Lakewood Taken to Court for Refusing to Release Hundreds of Public Records


  • Mayor Mike Summers, second from left, in City Council chambers.
The Lakewood Hospital debacle has evolved into two fronts: the first being the city's efforts to set up a "family wellness center" on the site and develop a few acres of now-vacant land, and the second being a civil appeals case that confronts local and state public records laws.

As for the latter, a court document filed yesterday paints a grim picture of Lakewood City Hall's public records responses. In Brian Essi v. City of Lakewood, resident Essi has taken to the Cuyahoga County Court of Appeals to compel the city to turn over more than 250 requested public records related to the deal constructed by the Lakewood Hospital Association and the Cleveland Clinic — and later ratified by City Council and Lakewood voters. (Essi has been one of the most vocal critics of the Lakewood Hospital Association/Cleveland Clinic deal, often publishing detailed analyses and records via the Lakewood Observer's website. He has been a frequent guest at council meetings since mid-2015.)

Read the full motion below. The document includes all records requests initiated by Essi since March 2016, including email records, electronic calendar records, City Hall office access logs, City Hall Internet data logs, drafts of public documents, etc. — a tapestry of documents that would explain who knew what and when as the deal was being crafted.
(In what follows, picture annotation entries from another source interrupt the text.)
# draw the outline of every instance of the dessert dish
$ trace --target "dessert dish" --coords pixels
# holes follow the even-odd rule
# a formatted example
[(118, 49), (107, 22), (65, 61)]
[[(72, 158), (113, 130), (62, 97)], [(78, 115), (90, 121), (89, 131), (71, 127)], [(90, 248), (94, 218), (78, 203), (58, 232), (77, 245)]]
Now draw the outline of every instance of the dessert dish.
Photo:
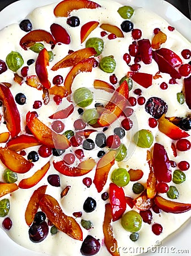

As far as the timeline goes, a summary judgment is due in this appeal on May 1. Essi's attorneys argue that they need these records to dutifully depose the named defendant and the city's public records custodian, Law Director Kevin Butler.

Contained within the motion is a curious discussion of the amount in damages that may be assessed against a government entity that fails to deliver on public records requests. "Essi suspects that Lakewood is engaging in $1,000-versus-$267,000 statutory damage cost-benefit analysis based upon Lakewood's mistaken belief that its total exposure for Lakewood alleged and suspected misconduct is mere $1,000 in statutory damages for this one mandamus action filed by Essi, as opposed to $1,000 in statutory damages for each of the 267 separate public records requests filed by Essi." (5)

While the Ohio attorney general's Sunshine Law resource manual points out that that Ohio Revised Code "does not permit stacking of statutory damages based on what is essentially the same records request," it remains to be seen how the Cuyahoga County Court of Appeals rules on damages if the writ of mandamus is granted. (52) If damages must be capped at $1,000 across the board, the cost-benefit analysis that Essi is suggesting becomes more clear. To wit: $1,000 in public dollars, one might argue, is an easier cost to bear than releasing a trove of government records to the very same public.

The city of Lakewood has previously requested that the court deny Essi's request.